Boş zamanda zihin tek bir şeye odaklanır: Bu boş zaman nasıl dolu bir şekilde geçirilebilir? Dolayısıyla burada tefekküre yer yoktur, tefekkür edilen zaten cüzi bir meseledir.

Eylemsizlik ise tefekküre alan açacağından görkemlidir. İnsanın uğraştığı somur her şeyi bırakması, zihnini duygularından ve kaygılarından arındırması sonucu gerçekleşir. Şu an onu ilgilendiren hiçbir şey yoktur. Dolayısıyla tefekkür edebilir. Bu çok büyük politik, sosyolojik vb bir mesele üzerine de olabilir, bir çiçeğin güzelliği, yaratılışı üzerine de olabilir.

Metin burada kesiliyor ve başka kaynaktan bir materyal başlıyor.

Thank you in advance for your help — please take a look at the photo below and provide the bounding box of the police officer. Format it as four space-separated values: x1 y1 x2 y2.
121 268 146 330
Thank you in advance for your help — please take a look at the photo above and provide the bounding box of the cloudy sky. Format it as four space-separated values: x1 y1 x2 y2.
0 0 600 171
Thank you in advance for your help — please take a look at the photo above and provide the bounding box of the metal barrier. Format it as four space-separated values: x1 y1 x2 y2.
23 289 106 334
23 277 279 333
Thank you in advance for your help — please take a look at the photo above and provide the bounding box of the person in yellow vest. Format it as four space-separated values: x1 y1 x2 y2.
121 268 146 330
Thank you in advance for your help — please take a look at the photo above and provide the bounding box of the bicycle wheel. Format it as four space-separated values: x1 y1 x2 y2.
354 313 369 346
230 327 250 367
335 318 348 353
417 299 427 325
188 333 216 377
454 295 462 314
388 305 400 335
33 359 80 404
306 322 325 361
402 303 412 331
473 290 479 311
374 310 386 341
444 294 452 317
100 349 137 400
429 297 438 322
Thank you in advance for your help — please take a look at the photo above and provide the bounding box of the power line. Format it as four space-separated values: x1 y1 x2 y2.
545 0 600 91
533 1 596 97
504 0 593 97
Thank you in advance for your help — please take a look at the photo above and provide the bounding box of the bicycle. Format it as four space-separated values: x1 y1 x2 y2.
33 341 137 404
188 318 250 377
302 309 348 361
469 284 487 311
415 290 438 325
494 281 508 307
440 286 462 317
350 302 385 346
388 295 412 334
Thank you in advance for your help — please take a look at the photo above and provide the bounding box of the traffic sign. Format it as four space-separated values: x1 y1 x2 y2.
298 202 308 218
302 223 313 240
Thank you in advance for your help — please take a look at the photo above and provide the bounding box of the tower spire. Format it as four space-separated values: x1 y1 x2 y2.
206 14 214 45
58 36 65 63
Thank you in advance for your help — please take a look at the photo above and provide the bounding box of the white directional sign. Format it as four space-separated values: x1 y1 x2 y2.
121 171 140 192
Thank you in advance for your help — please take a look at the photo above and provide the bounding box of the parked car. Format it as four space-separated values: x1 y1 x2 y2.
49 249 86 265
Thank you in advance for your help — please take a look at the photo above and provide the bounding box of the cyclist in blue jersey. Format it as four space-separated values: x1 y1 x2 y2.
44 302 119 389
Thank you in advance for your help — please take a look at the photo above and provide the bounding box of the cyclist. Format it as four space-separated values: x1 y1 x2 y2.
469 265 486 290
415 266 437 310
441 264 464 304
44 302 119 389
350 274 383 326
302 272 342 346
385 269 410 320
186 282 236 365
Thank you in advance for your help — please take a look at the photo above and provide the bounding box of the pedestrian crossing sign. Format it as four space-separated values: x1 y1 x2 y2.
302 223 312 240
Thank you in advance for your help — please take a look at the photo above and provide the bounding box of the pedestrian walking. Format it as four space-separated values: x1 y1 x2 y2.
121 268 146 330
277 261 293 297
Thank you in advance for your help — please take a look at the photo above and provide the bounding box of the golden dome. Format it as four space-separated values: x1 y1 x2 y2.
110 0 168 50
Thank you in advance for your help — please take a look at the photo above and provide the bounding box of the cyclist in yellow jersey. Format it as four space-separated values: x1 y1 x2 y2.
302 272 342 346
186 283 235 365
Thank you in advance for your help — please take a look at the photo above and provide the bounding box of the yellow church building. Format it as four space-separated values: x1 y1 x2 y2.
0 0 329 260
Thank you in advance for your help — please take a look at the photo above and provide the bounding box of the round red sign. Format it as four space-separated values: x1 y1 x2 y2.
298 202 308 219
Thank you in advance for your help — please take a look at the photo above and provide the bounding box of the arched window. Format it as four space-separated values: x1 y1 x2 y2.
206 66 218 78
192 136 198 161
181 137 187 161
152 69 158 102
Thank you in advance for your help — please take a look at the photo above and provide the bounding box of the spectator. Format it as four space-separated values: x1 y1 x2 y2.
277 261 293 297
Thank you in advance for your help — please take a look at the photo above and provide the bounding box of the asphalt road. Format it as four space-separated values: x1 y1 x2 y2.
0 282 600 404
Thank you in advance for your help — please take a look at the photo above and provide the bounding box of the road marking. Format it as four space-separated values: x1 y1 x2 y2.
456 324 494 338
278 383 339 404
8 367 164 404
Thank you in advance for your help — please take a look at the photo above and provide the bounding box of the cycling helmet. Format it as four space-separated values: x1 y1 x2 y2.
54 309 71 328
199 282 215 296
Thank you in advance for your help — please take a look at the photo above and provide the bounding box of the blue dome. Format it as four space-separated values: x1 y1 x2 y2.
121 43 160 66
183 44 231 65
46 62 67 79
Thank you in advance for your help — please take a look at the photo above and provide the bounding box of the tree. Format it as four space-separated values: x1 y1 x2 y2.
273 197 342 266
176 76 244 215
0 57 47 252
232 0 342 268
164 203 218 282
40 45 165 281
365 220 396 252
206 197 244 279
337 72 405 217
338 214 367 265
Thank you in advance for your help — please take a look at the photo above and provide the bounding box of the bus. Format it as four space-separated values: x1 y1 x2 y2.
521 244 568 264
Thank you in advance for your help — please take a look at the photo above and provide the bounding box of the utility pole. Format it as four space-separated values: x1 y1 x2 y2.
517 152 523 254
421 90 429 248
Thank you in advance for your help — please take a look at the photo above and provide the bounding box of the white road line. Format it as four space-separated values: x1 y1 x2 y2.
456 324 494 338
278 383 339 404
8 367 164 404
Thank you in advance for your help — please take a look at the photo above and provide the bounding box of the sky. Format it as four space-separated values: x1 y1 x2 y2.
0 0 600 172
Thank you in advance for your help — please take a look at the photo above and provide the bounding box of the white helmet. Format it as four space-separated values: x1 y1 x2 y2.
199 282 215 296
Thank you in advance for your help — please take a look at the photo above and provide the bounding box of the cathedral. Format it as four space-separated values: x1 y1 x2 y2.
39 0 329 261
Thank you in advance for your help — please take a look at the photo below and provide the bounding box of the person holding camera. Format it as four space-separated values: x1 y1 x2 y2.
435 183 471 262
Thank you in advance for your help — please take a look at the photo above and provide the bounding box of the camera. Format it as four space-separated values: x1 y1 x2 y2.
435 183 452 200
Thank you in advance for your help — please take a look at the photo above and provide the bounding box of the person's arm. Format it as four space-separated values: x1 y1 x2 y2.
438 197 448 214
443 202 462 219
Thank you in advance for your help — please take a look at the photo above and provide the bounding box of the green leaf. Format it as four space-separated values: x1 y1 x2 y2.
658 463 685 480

“Günümüzde yoğun yaşam öncelikle daha fazla performans ya da daha fazla tüketim anlamına gelmektedir. Yoğun ve göz alıcı bir yaşam biçimini temsil edenin tam da hiçbir şey üretmeyen eylemsizlik olduğunu unuttuk.”

Daha fazla performans da daha da tüketim veya daha fazla tüketim için üretim demektir. Dolayısıyla yine kapitalizme ve modern hayata hizmet etmektedir. Fakat kişinin bir noktada sadece kendisin hizmet etmesi gerekmektedir. Aksi takdirde o insan olma duyularını yitirecek ve bir makineye dönüşecektir.

Eylemsizliğin hiçbir şey üretmemesi, kapital anlamda üretim yapmaması anlamına gelmektedir. Eylemsizlik somut olarak üretmez, manevi olarak kişiye katkıda bulunur. Buradaki üretim soyuttur ama kişi onu somut çoğu şeyden daha çabuk ve çok özümser. Eylemsizliğin getirdiği tefekkür, kişinin kemalini getirir beraberinde. Böylece o kapital çark ne kadar uğraşırsa uğraşsın asla bir makineye dönüşmez veya modern hayatın getirdiği aynılık tuzağına düşmez, o “o” olarak biricik kalmayı başarır.

Modern hayat ile geleneksel hayatın sundukları çoğu zaman çelişir. Şimdi modern hayatın buyurduğu eylemleri bir anlığına bırakalım ve eylemsizliği seçelim. Tefekkürün uçsuzluğa teslim olalım. O zaman kendimizi ve modern hayatı bakalım nasıl göreceğiz?